Lo más duro fue darme cuenta de que en mi país yo era “alguien”, pero afuera era “la extranjera”. Esa etiqueta me acompañó a trabajos, amistades y relaciones. Me adapté, claro, porque uno aprende a sobrevivir a todo. Pero dentro de mí quedó esa sensación de estar siempre atravesando un puente, sin llegar nunca del todo.
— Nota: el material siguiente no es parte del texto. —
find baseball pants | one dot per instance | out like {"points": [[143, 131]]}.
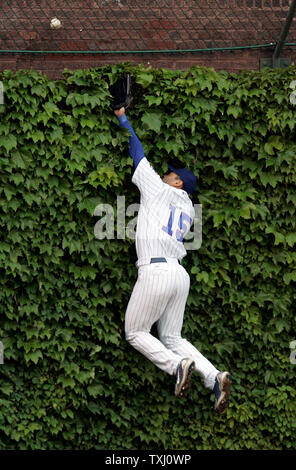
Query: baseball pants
{"points": [[160, 295]]}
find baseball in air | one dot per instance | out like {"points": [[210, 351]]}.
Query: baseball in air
{"points": [[55, 23]]}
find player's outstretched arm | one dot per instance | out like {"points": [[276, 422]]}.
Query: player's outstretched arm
{"points": [[136, 149]]}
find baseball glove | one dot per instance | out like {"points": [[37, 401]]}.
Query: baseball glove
{"points": [[121, 92]]}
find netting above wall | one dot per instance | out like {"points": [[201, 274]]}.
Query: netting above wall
{"points": [[124, 26]]}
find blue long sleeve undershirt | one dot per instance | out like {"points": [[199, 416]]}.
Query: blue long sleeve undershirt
{"points": [[136, 150]]}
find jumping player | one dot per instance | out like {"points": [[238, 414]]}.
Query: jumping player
{"points": [[160, 293]]}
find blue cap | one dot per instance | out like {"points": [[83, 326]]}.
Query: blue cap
{"points": [[188, 178]]}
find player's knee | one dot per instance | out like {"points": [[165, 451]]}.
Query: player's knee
{"points": [[171, 341]]}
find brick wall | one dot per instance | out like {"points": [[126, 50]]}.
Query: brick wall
{"points": [[108, 25]]}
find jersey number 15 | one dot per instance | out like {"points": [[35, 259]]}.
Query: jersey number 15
{"points": [[182, 226]]}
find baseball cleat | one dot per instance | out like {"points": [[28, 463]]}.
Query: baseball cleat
{"points": [[184, 372], [222, 391]]}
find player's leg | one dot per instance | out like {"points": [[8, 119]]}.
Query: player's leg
{"points": [[170, 327], [146, 305]]}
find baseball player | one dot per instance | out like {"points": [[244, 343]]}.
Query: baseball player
{"points": [[160, 293]]}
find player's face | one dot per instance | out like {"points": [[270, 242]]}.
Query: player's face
{"points": [[173, 180]]}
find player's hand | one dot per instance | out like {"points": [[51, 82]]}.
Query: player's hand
{"points": [[119, 112]]}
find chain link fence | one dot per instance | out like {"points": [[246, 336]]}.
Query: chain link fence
{"points": [[123, 26]]}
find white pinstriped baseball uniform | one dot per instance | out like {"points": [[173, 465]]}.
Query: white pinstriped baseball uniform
{"points": [[160, 293]]}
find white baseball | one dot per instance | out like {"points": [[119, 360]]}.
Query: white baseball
{"points": [[55, 23]]}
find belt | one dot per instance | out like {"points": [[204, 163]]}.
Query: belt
{"points": [[160, 260]]}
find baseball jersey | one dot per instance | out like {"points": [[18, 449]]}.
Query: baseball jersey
{"points": [[165, 214]]}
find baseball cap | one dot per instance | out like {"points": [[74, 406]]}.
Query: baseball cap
{"points": [[188, 178]]}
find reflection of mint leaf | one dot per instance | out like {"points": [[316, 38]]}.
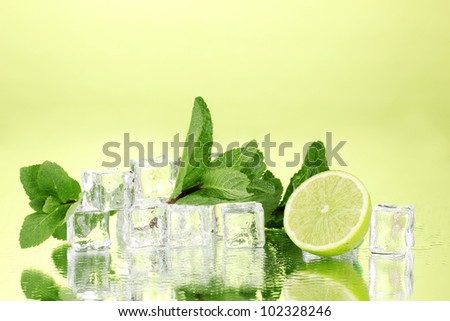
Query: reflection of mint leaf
{"points": [[226, 183], [37, 285], [28, 177], [195, 158], [315, 162], [53, 180], [38, 227]]}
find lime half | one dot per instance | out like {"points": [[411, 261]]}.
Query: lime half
{"points": [[328, 214]]}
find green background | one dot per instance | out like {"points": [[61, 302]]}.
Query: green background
{"points": [[77, 74]]}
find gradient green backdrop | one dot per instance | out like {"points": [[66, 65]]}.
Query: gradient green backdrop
{"points": [[76, 74]]}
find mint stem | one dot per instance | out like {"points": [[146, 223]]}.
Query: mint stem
{"points": [[185, 193]]}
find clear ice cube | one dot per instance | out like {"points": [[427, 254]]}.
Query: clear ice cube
{"points": [[243, 225], [155, 178], [146, 225], [88, 230], [243, 268], [189, 225], [107, 190], [88, 274], [391, 276], [391, 229]]}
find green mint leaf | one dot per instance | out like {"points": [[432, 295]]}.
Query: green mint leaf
{"points": [[53, 180], [38, 203], [226, 183], [59, 257], [28, 177], [38, 227], [37, 285], [195, 160], [201, 197], [61, 232], [51, 203], [267, 191], [315, 162], [247, 159]]}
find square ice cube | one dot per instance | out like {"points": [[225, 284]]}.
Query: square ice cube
{"points": [[189, 225], [88, 274], [243, 225], [391, 276], [391, 229], [243, 268], [88, 230], [107, 190], [146, 225], [155, 178]]}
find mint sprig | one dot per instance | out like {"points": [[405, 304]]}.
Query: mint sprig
{"points": [[238, 175], [315, 162], [54, 196]]}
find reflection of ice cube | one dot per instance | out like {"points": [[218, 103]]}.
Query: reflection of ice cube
{"points": [[243, 268], [350, 256], [391, 229], [189, 225], [146, 226], [107, 190], [88, 274], [191, 265], [88, 230], [243, 225], [391, 276], [155, 178]]}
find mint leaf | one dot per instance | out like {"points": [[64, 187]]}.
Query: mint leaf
{"points": [[28, 177], [201, 197], [51, 203], [247, 159], [59, 257], [38, 227], [38, 203], [61, 232], [226, 183], [315, 162], [195, 159], [53, 180], [267, 191]]}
Con el tiempo encontré personas que hicieron espacio para mí de verdad. Y entendí algo fundamental: migrar también es re-nacer. Aprendí a ser mi propia familia, mi propio respaldo, mi propio hogar. Dejé de pedirle al mundo que me diera pertenencia y comencé a construirla con mis propias manos.
Hoy, cuando vuelvo a mi país, no encajo como antes. Y aun así, sé que ahora pertenezco a los dos lugares, incluso si ninguno me reconoce por completo. La migración me rompió… pero también me hizo más amplia.